Assim, no fechamento das negociações, o Ibovespa registrou baixa de 1,52%, aos 174.041,95 pontos. No acumulado da semana, porém, o índice avançou 0,19%.
Em paralelo, o dólar à vista (USD/BRL) também recuou e encerrou o pregão cotado a R$ 5,0809, queda de 0,06%. Na semana, a moeda norte-americana acumulou desvalorização de 0,59% frente ao real.
No exterior, entretanto, o movimento foi diferente. Por volta das 17h (horário de Brasília), o DXY, índice que mede o desempenho do dólar frente a uma cesta de seis moedas fortes, como euro e libra esterlina, avançava 0,31%, aos 101,438 pontos.

Radar dos investidores
No Brasil, os investidores acompanharam a entrada em vigor da nova tarifa adicional de 12,5% sobre produtos brasileiros exportados para os Estados Unidos, medida que se soma à sobretaxa de 25% aplicada desde a última quarta-feira (22).
Para analistas, contudo, os impactos sobre a bolsa brasileira tendem a ser limitados, já que boa parte do movimento havia sido antecipada pelo mercado.

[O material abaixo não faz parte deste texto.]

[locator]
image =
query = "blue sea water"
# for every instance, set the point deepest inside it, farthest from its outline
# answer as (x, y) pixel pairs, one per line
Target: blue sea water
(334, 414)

Segundo a estrategista de ações da Nomad, Rebecca Nossig, apesar do endurecimento da política comercial norte-americana, os efeitos práticos não atingem de forma uniforme todas as exportações brasileiras.
A especialista destaca ainda que a dupla tarifação já vinha sendo amplamente precificada pelos investidores nas últimas semanas. Assim, o ambiente de incertezas geopolíticas continua exercendo maior influência sobre o desempenho da bolsa.

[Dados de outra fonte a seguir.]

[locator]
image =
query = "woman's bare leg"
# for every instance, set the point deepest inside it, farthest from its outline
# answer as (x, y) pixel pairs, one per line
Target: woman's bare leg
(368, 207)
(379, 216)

Pesos-pesados pressionam o Ibovespa
A queda do Ibovespa foi puxada principalmente pelos chamados pesos-pesados do índice. Durante o pregão, o Índice Financeiro (IFNC) recuou 1,61%, ampliando as perdas registradas na sessão anterior.
Além disso, a Vale (VALE3), que representa cerca de 11% da carteira teórica do Ibovespa, devolveu parte dos ganhos recentes e encerrou o dia em queda de 0,58%, cotada a R$ 75,24, acompanhando o desempenho do minério de ferro.
Já a Petrobras (PETR3; PETR4) perdeu força após o recuo dos preços internacionais do petróleo. O contrato mais líquido do Brent, referência global da commodity, para setembro, fechou em baixa de 3,88%, negociado a US$ 96,78 por barril na Intercontinental Exchange (ICE), em Londres.
Diante desse cenário, PETR3 caiu 2,36%, encerrando a R$ 47,55, enquanto PETR4 recuou 1,72%, para R$ 42,21.
No conjunto, bancos, Vale e Petrobras representam aproximadamente 50% da carteira teórica do Ibovespa, o que amplia o impacto desses papéis sobre o desempenho diário do índice.